How do you find the domain and range of #y = -2x^2 - 8 #?

2 Answers
Jun 14, 2017

domain#->x in(-oo,+oo)#
range # ->y in (-oo,+oo)#

Explanation:

In the alphabet #color(red)(d)# comes before #color(red)(r)#

So #color(red)(d)#omain comes before #color(red)(r)#ange

Input comes before output

So domain#->#input#"; "#range#-># output

domain#->x in(-oo,+oo)#
range # ->y in (-oo,+oo)#

Jun 14, 2017

Domain: #x in(-infty,infty)#
Range: #y in [-8,-infty)#

Explanation:

The domain includes all the values of #x# that you can "legally" plug into the equation. If plugging in zero forced you to divide by zero or put a negative into a square root, those would be outside the domain of acceptable #x# values.

In the equation #y=-2x^2-8#, you are neither dividing by an #x# term, nor are you dealing with #x# values under a radical sign. Therefore, the domain includes all real numbers. That means you can plug in any real number you like, from #-infty# to #+infty#.

Domain: All real numbers, #RR#, which can be written as:

#x in(-infty,infty)#

The range is all the values of #y# that this function can produce. Because the equation is a quadratic equation, we have a parabola.

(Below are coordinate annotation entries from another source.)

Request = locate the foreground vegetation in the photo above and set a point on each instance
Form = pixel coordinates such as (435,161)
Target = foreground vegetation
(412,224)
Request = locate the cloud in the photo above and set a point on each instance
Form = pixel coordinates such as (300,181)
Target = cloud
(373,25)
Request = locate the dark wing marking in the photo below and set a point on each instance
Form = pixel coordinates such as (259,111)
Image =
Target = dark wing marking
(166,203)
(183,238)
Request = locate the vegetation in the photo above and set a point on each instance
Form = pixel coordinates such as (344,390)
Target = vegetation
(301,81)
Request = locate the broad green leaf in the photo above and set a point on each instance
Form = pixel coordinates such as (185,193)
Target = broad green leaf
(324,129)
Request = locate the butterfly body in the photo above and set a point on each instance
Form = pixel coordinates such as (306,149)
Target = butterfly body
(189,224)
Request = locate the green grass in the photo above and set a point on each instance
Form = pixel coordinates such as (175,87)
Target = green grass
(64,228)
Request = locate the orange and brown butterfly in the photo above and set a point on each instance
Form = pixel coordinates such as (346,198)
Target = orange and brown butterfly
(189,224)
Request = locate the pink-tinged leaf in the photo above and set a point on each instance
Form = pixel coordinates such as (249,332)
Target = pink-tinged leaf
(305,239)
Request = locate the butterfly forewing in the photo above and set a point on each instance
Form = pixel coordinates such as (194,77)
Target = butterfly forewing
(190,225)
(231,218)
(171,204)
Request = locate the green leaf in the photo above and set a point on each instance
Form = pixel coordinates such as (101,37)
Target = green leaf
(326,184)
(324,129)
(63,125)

That means that the maximum of the parabola is the upper bound of the equation and there is no lower bound.

The vertex will be the upper most top part of this function.

Vertex: #x=-b/(2a)=-(0)/(2(-2))=0/4=0#

Plugging #0# into the function gives #y=-8#. So the range is

Range: All values of #y# less than #-8#, or

#y in [-8,-infty)#